Supplements such as LactoseSTOP help digest dairy using several natural enzymes and ingredients that address the whole digestive tract to reduce dairy digestion symptoms. The active milk-sugar busting ingredients in LactoseSTOP include:

  • Plant-derived lactase, the enzyme that targets milk sugar (lactose) and helps break it down so it does not arrive intact in the colon and feed bacteria there ǂ
  • Plant-derived papain and lipase, two further enzymes that help digest the protein and fat in dairy, promoting more thorough dairy digestion ǂ
  • LactoWise®, a combination of probiotics and prebiotics that support the production of lactic acid needed to digest dairy products ǂ

Take LactoseSTOP as you start eating a meal or snack that contains dairy. Each capsule contains enough lactase to break down a 24oz glass of milk and enough papain to break down the protein in a 32oz glass of milk.

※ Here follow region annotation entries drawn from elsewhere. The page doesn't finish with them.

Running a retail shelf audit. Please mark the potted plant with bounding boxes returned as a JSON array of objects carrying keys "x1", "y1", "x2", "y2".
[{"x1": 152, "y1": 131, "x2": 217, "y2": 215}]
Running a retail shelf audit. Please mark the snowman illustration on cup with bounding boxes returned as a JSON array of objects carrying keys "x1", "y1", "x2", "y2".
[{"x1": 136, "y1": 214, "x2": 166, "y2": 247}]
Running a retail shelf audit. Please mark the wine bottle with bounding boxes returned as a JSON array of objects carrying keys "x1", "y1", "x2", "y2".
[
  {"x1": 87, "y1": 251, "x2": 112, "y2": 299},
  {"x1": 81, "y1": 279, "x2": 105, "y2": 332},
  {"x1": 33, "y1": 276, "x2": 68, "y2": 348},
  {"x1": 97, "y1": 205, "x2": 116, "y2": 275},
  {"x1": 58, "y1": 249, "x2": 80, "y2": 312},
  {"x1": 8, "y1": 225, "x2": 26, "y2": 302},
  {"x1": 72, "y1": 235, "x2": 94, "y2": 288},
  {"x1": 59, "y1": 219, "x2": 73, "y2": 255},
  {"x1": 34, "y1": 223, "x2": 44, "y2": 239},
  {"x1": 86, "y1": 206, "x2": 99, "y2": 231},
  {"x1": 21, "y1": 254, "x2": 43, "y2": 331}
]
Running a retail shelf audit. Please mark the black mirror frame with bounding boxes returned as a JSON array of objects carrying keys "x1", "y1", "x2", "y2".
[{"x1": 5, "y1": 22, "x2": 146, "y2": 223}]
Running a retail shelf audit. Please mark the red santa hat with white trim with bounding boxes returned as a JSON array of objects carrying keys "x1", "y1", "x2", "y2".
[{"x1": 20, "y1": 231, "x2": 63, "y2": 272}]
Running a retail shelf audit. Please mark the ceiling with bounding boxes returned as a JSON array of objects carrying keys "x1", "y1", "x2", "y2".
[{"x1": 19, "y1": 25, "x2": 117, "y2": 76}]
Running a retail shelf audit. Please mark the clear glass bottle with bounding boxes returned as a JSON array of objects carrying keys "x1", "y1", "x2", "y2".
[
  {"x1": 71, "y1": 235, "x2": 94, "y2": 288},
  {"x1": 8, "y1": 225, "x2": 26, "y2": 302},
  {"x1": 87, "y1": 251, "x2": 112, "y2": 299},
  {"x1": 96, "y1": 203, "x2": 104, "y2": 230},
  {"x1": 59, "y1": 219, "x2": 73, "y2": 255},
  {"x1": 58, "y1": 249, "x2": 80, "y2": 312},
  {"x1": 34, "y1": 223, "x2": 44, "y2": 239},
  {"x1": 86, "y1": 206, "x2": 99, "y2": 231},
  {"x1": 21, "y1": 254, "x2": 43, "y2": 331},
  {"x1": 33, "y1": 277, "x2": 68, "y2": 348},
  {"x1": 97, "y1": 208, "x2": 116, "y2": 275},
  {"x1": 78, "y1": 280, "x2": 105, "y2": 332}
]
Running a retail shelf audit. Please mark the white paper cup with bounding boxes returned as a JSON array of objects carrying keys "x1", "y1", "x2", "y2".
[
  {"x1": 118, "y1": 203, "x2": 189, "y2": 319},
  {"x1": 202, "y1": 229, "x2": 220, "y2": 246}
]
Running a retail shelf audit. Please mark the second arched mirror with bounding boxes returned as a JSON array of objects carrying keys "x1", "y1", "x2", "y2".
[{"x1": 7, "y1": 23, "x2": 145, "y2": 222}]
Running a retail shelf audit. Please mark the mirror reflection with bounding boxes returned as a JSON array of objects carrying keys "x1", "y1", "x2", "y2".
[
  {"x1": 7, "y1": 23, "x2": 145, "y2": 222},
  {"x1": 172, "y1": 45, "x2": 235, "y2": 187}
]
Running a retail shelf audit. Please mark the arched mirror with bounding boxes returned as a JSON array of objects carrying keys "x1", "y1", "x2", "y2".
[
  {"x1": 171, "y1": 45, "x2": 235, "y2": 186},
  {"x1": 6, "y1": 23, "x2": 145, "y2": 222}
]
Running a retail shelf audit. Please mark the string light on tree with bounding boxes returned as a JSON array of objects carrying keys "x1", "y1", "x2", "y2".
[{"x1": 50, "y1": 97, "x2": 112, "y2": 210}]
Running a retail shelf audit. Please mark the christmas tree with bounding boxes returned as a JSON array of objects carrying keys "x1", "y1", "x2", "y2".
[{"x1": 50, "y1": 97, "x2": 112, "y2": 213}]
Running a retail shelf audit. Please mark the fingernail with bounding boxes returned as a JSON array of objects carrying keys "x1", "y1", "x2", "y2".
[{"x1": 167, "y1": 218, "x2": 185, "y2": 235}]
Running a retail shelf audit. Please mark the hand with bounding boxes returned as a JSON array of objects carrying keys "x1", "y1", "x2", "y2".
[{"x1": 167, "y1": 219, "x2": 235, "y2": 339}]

Know Your Dairy Digestion—Hidden Sources of Dairy
The components of dairy show up in far more foods than obvious dairy products such as milk, cheese, and ice cream. Anything that contains casein, lactose, caseinate, curds, milk solids, powder, or byproducts, whey, or sodium caseinate contains dairy. These ingredients are hidden in:

  • Up to 20% of prescription medications, including birth control medications
  • Hot dogs and lunch meats (unless it’s kosher)
  • Pancake and cookie mixes
  • Most protein shakes
  • Cereals, soups, instant potatoes
  • Pasta, sauces
  • Candy, puddings, snacks

It’s important to read the complete list of ingredients for all foods when you’re looking to cut down on your dairy intake or manage your lactose intolerance with supplements. Knowing how much dairy you eat and when will go a long way to offsetting the digestive symptoms of lactose intolerance.